18 more days
What did Donnie from Queens know and when did he know it?
Less than a week into the Trump administration, Sally Q. Yates, the acting attorney general, hurried to the White House with an urgent concern. The president’s national security adviser, she said, had lied to the vice president about his Russian contacts and was vulnerable to blackmail by Moscow.
“We wanted to tell the White House as quickly as possible,” Ms. Yates told a Senate Judiciary subcommittee on Monday. “To state the obvious: You don’t want your national security adviser compromised with the Russians.”
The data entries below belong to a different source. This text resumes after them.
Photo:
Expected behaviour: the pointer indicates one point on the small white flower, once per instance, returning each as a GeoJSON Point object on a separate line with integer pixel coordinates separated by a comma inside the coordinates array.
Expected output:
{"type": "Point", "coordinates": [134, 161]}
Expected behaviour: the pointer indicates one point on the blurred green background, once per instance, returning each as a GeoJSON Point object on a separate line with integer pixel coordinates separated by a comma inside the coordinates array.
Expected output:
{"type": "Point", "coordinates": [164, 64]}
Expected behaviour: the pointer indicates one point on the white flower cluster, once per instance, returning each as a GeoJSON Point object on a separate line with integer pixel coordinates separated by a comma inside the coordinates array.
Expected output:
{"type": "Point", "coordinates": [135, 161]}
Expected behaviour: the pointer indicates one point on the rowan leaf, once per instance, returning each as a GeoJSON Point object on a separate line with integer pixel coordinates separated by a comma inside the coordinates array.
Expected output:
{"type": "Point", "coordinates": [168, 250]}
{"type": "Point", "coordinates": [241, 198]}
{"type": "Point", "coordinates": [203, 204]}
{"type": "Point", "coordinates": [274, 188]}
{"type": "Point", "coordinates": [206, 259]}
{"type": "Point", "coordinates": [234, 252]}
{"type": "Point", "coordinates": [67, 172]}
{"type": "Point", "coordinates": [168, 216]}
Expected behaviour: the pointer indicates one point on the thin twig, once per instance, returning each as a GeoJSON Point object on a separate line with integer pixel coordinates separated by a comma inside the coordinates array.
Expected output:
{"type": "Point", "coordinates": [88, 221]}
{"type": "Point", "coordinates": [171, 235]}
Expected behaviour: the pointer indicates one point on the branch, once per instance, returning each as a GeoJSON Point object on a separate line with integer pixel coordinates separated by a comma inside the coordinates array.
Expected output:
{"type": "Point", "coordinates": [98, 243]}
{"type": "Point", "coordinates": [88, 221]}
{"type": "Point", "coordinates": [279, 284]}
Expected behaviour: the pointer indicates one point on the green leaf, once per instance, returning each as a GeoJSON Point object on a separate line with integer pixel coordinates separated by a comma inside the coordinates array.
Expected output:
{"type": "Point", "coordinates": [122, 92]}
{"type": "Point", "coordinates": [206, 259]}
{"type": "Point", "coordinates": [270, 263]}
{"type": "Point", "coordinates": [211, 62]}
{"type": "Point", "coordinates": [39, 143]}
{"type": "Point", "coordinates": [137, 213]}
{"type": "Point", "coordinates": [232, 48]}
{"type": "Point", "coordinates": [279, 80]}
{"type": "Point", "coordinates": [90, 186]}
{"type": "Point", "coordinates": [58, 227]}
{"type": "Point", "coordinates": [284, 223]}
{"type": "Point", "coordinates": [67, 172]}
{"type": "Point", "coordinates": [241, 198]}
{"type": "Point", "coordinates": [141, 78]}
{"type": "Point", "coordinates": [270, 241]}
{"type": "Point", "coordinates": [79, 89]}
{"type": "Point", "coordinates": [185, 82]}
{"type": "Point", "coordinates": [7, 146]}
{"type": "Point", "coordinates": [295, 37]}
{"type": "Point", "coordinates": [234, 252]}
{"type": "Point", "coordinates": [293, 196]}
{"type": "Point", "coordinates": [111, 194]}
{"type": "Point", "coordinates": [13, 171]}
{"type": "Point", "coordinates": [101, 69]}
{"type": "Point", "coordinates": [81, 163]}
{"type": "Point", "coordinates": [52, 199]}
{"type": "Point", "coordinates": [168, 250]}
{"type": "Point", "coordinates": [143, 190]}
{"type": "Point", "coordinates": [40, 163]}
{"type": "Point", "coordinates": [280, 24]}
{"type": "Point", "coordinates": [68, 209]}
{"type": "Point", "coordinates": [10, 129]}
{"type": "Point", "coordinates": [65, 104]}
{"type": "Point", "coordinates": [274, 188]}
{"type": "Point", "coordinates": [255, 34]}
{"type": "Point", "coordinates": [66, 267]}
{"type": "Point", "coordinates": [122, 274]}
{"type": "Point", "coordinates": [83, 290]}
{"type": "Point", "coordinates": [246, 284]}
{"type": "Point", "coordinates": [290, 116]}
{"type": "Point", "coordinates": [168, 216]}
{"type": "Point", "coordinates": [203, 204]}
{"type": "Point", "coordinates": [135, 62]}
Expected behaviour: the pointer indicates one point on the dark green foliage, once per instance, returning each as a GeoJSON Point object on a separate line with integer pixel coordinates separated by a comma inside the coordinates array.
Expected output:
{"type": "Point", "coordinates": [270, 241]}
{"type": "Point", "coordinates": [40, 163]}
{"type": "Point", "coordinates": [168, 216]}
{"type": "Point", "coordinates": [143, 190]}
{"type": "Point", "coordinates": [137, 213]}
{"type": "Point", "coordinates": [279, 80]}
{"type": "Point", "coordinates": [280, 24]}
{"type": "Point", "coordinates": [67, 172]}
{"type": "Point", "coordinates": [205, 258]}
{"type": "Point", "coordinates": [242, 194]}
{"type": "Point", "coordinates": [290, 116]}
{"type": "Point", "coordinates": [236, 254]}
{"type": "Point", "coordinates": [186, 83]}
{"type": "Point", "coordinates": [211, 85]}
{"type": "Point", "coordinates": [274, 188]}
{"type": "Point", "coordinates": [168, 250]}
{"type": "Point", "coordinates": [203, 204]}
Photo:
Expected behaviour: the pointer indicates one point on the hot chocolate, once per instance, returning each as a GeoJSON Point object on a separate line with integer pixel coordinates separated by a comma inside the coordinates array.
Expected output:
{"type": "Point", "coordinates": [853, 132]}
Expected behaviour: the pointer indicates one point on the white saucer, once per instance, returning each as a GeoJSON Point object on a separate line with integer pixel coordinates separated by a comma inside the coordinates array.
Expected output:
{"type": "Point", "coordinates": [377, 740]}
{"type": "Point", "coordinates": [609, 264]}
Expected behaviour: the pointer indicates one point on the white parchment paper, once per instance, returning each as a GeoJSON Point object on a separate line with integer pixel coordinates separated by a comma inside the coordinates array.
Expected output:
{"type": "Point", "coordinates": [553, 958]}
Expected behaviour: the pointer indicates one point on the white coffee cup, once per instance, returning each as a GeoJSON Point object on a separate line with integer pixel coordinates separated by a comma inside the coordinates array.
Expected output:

But President Trump did not immediately fire the adviser, Michael T. Flynn, over the apparent lie or the susceptibility to blackmail. Instead, Mr. Flynn remained in office for 18 more days. Only after the news of his false statements broke publicly did he lose his job on Feb. 13.
Ms. Yates’s testimony, along with a separate revelation Monday that President Barack Obama had warned Mr. Trump not to hire Mr. Flynn, offered a more complete public account of Mr. Flynn’s stunning fall from one of the nation’s most important security posts.
And, in particular, of Trump’s stunning failure to act on what Sally Yates told them.
It also raised fresh doubts about Mr. Trump’s judgment in keeping Mr. Flynn in place despite serious Justice Department concerns. White House officials have not fully explained why they waited so long.
That’s putting it mildly.
At the heart of Monday’s testimony were Mr. Flynn’s conversations with the Russian ambassador to the United States, Sergey I. Kislyak. Mr. Flynn denied that they had discussed American sanctions, an assertion echoed by Vice President Mike Pence and the White House press secretary, Sean Spicer. But senior F.B.I. and Justice Department officials knew otherwise. Mr. Kislyak, like many foreign diplomats, was under routine surveillance, and his conversations with Mr. Flynn were recorded, officials have said. Investigators knew that Mr. Flynn had, in fact, discussed sanctions.
Before Trump was inaugurated. He wasn’t supposed to do that, and he wasn’t supposed to lie about it.
Mr. Obama fired Mr. Flynn from his defense intelligence job. And two days after the election, he warned Mr. Trump against making Mr. Flynn his national security adviser, two former Obama administration officials said on Monday. Mr. Obama said he had profound concerns about Mr. Flynn’s taking such a job.
So the clown car gave him the job. That’ll show that pesky Obama guy!
These people are scary.
More of Trump’s overt childishness. Tell him not to do something and he’ll go ahead and do it, because ‘You’re not the boss of me”. Reverse psychology is the best remedy.
Yes, Acolyte, maybe Obama should have told him he should never, under any circumstances, appoint Elizabeth Warren, Russ Feingold, or Bernie Sanders to any position, any at all. He should have said, cut the science budget; I think they get way too much money. He should have said, don’t raise the funding for the arts, they’re just a waste of time. And, of course, tell him that under no circumstances should he ever consider single payer healthcare.
Maybe then we’d have a better world.
Please, Donnie from Queens, don’t resign!